If you can earn 110,000 Points, you earn a companion pass that basically allows a companion to fly with you for free.

Only thing to remember is that Southwest Cards are issued by Chase, so if you recently applied for Hyatt Card, then I’d hold off a month.

Why Southwest Is Not As Bad As You Think

While most people think of Southwest as a low cost airline in the leagues of Spirit Airways, I am going to beg to differ.

Southwest certainly does have some funny practices like not assigning seats and corralling passengers like animals before boarding, but after flying United and American, I have come to the conclusion that the Legacy Airlines are actually far worse than Southwest.

Southwest is cheap and they wear it as a badge of honor.

Legacy Airlines are cheap but act and charge you like they aren’t. 

Basically there are 4 major reasons I have changed my tune to Southwest.

1. Free Changes On Tickets

One thing I have never understood is why Airlines are so stingy about changing tickets.

They way they act, you would think that when each ticket is issued, they have someone carving your name into a block of stone.

With almost all Airlines, after the federally mandated “24 Hour Free Cancellation Window”, if you want to cancel or change your Revenue Ticket, it will cost you $150 or more.

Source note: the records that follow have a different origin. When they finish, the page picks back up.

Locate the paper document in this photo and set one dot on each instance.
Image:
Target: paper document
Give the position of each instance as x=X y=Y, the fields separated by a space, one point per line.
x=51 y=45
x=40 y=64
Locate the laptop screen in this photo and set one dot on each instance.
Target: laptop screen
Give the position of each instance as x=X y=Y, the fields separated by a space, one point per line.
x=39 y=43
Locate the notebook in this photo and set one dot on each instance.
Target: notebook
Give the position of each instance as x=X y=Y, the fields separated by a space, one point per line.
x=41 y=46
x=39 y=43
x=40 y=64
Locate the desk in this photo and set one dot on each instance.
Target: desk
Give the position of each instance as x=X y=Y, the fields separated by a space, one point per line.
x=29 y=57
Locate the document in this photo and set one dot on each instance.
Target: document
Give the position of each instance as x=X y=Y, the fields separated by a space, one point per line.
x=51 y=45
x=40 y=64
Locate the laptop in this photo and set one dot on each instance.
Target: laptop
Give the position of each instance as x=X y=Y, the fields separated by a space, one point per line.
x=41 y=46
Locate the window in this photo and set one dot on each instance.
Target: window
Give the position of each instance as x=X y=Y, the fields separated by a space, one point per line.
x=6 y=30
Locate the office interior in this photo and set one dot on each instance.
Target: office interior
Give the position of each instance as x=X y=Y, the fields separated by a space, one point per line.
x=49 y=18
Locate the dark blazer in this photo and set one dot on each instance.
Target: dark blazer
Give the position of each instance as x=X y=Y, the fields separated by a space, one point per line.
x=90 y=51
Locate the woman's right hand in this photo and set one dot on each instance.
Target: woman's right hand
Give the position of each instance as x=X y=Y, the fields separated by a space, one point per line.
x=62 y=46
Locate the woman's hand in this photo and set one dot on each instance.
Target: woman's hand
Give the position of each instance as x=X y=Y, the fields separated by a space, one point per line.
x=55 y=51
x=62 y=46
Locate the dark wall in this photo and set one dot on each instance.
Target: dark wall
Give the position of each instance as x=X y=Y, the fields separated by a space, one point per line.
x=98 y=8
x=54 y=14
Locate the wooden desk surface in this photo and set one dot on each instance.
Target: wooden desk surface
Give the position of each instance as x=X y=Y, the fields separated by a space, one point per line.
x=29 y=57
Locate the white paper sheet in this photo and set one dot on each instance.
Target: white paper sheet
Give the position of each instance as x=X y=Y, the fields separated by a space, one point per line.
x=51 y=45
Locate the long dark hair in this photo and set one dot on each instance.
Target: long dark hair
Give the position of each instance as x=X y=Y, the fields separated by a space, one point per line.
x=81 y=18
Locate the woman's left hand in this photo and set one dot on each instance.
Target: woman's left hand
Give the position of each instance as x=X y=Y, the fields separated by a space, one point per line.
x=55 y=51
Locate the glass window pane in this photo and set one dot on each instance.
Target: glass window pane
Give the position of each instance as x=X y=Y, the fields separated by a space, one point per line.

Can you imagine if Hotels started implementing such a dumb policy? 

In recent weeks, the one thing that I have come to admire about Southwest is that they allow you to cancel or refund a ticket for free.

In the event that you cancel your ticket, they will either refund your points or give you credit on Southwest that is good for 1 year.

To me this is HUGE because my plans seem to change on a whim.

For example, I have a Free One Way to LA from my recent Europe Trip and I am planning on using that to get to San Francisco for the domestic part of the MegaDO in November.

Since the Free One Way is booked on United, there is no way to change the city (I’d change it direct to SFO) without incurring a hefty fee, so I decided to instead take advantage of Southern California for a few days.

However I wasn’t sure if I wanted to stay in LA with some friends for a couple days, go down to San Diego, or visit my cousin at Berkley before the start of the MegaDO.

Normally, I would have had to base my plans around the Airlines because if I commit to buying a LA to SFO ticket, then my plans are basically set in stone.

However with Southwest, you can change your plans as you would like.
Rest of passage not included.